The adult male Kungming mice (6–8 weeks) used for the experiment were supplied by the Laboratory Animal centre of the Southern Medical University (Guangzhou, China) and Ningbo University (Ningbo, Zhejiang). The animals were housed in an air-conditioned room at 22 ± 3 °C and 60 ± 5% relative humidity under a 12 h light/dark cycle (lights on at 7:00 a.m.) with ad libitum access to food and water. All experiments were carried out in accordance with the principles of the ‘NIH Guide for the Care and Use of Laboratory Animals’ (NIH Publications No. 80–23, revised 1996). The procedures were approved by the Animal Care and Use Committee of the Southern Medical University.

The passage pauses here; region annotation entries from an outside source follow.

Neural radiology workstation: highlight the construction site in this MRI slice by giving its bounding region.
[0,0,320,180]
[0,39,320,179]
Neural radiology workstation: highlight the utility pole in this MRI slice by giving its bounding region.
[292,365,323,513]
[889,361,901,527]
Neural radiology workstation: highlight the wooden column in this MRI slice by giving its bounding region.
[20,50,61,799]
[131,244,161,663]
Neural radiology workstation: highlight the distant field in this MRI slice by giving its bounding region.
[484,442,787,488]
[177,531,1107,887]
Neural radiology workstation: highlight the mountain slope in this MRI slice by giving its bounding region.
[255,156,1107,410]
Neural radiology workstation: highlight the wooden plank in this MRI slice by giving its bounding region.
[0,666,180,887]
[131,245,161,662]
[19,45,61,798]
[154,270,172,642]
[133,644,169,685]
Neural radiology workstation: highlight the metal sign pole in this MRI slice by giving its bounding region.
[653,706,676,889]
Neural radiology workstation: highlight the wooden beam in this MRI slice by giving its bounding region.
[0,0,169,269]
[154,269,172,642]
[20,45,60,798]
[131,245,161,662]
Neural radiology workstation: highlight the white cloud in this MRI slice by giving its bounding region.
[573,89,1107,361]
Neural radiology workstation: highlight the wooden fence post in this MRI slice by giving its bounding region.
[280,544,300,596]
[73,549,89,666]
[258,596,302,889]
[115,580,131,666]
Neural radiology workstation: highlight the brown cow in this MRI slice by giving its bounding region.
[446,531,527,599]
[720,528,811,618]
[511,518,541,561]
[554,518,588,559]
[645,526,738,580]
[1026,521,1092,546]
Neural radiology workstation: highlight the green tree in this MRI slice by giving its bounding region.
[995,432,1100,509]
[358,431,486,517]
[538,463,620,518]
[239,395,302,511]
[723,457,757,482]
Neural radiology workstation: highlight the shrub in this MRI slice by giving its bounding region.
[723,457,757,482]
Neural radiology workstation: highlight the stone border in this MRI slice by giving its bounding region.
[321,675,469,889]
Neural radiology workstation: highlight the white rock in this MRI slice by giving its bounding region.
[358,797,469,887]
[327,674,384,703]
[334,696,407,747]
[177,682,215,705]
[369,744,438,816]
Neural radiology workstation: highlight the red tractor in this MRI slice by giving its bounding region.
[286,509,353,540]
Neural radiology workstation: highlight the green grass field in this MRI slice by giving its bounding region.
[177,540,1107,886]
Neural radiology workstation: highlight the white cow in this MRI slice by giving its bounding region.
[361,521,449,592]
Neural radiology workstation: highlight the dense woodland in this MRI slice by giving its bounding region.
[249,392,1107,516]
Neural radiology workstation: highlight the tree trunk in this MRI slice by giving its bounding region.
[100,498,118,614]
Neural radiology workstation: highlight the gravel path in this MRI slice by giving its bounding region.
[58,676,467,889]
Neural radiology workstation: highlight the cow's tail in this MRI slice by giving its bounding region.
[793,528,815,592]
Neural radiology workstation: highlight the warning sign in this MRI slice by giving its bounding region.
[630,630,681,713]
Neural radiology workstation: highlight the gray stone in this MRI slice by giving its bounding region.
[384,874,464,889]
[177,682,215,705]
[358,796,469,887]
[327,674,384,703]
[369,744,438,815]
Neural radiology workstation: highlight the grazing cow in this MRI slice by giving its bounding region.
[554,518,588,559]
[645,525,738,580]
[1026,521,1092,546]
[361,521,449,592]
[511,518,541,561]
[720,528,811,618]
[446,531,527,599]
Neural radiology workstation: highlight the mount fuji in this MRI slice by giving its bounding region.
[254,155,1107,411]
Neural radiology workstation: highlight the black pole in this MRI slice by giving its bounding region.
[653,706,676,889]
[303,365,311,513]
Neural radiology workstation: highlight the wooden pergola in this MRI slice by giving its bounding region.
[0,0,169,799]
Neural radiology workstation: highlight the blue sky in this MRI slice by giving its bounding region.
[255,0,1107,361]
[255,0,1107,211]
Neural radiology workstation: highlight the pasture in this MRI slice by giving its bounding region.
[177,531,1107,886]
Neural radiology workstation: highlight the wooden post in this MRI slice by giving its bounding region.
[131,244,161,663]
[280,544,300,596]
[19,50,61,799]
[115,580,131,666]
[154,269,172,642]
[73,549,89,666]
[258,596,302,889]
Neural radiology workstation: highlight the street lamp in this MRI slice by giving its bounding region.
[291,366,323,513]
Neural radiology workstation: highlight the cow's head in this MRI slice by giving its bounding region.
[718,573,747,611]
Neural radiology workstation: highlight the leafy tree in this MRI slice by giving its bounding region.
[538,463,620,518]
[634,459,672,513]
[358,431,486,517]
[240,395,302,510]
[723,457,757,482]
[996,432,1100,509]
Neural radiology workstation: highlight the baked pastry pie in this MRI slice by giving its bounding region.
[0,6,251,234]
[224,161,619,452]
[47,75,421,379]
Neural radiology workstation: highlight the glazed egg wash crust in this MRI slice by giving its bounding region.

Chronic unpredictable mild stress (CUMS) procedure

This animal model of stress consisted of chronic exposure to variable unpredictable stressors, none of which was sufficient alone to induce long-lasting effects. Briefly, the CUMS procedure (Huang et al. 2017) involved 12 different stressors that were randomly arranged throughout the day and night over 56 consecutive days. The stressors were (1) 24 h of food deprivation, (2) 1 h of exposure to 4 °C room, (3) 24 h of exposure to a 45° cage tilt, (4) overnight illumination, (5) 24 h of exposure to a wet cage (100 mL of water per individual cage, which is enough to make the sawdust bedding wet), (6) 5 min of swimming in 6–8 °C water, (7) tail clamp for 5 min, (8) 24 h of water deprivation, (9) unpredictable shocks for 5 min (15 mA, one shock/5 s, 10 s duration), (10) swimming for 15 min, (11) 4 h of restricted movement and (12) 4 h of disrupting the cage. The behavioural tests were performed and scored by trained and experienced observers who were blinded to the animals’ conditions.

Behavioural tests

The sucrose preference test (SPT) was conducted at the end of the CUMS procedure (week 8). The open field test (OFT) and tail suspended test (TST) were successively carried out after SPT. The behavioural tests were performed and scored by three trained and experienced observers. The experimental design of the study is depicted in Figure 1.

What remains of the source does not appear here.